A sad story doesn’t stay on the other side of the screen anymore. A friend’s disappointment lingers longer than it used to. An offhand comment can sit with you for an entire afternoon even when you know it wasn’t meant the way you heard it.

For a while, I thought this meant I was becoming less resilient.

Many women do.

We’re quick to assume that if we’re crying more easily or feeling things more deeply, something must be wrong.

But lately I’ve started wondering whether the opposite is true.

Maybe the real surprise isn’t that we’re becoming emotional.

Maybe it’s that we’ve spent so many years learning not to be.

Think about how much of adult life is spent pushing feelings aside because there simply isn’t time for them.

You’re raising children.

Building a career.

Looking after parents.

Managing relationships.

Paying bills.

Meeting deadlines.

Keeping everyone fed.

Keeping everyone alive.

There are entire seasons of life where practicality becomes a survival skill.

You don’t ignore your emotions because you’re unhealthy.

You ignore them because dinner still needs to be made.

Then something shifts.

Children grow up.

Parents grow older.

The future starts feeling less endless than it once did.

And somewhere in the middle of all that, feelings that have been patiently waiting in the background begin stepping forward.

Not dramatically.

Not all at once.

Just enough to be noticed.

I’ve heard women describe this in dozens of different ways.

Some say they cry more.

Some say they’re more easily hurt.

Others say they feel softer than they used to.

The word that comes up most often, though, is sensitive.

Usually followed by an apology.

As if sensitivity were evidence of failure.

As if being moved by things is somehow less admirable than being unaffected by them.

Yet the women saying this are often the strongest people I know.

They’re the women everyone else relies on.

The women who show up.

The women who keep going.

The women who have spent decades carrying far more than anyone realizes.

It seems strange to call them fragile simply because they now tear up during a television commercial.

Of course hormones play a role. Sleep plays a role too, and anyone who has stared at the ceiling at three in the morning knows exactly how much harder life feels when you’re exhausted.

But I don’t think biology tells the whole story.

I think some of what we’re experiencing is awareness.

The awareness that time is moving.

The awareness that people we love are aging.

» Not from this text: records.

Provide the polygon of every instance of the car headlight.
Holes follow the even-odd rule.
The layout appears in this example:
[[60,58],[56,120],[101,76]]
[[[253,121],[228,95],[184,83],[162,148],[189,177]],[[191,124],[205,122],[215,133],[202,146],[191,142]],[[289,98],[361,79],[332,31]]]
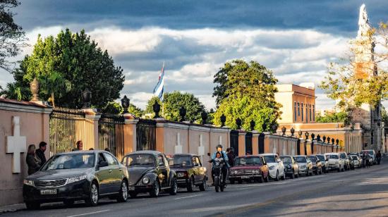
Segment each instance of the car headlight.
[[143,184],[147,185],[150,183],[150,178],[148,177],[145,177],[143,178],[142,182]]
[[86,175],[72,177],[67,180],[67,184],[79,182],[80,180],[83,180],[84,179],[86,179]]
[[34,186],[34,181],[32,180],[24,180],[23,183],[24,185]]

The awareness that certain chapters are ending whether we’re ready or not.

The awareness that our own needs deserve a place at the table after years of sitting quietly in the corner.

None of that is easy.

But neither is it a sign that we’re falling apart.

If anything, it may be a sign that we’re paying attention.

Noticing.

Feeling.

Allowing ourselves to experience things we once rushed past on the way to the next obligation.

Which brings me back to the coffee mug.

The truth is, I wasn’t crying about the mug.

I was tired.

I was overwhelmed.

I was carrying things I hadn’t fully acknowledged.

The missing mug simply happened to be where the feelings finally caught up with me.

And I suspect that’s true for a lot of us.

The tears aren’t always about the thing that triggered them.

They’re often about everything that came before it.

Once I understood that, I stopped worrying quite so much about why I was suddenly emotional.

I stopped treating every tear like a problem that needed solving.

And I started seeing it for what it often was:

A reminder that I’m human.

A little more aware than I used to be.

And perhaps, in its own unexpected way, a little more honest too.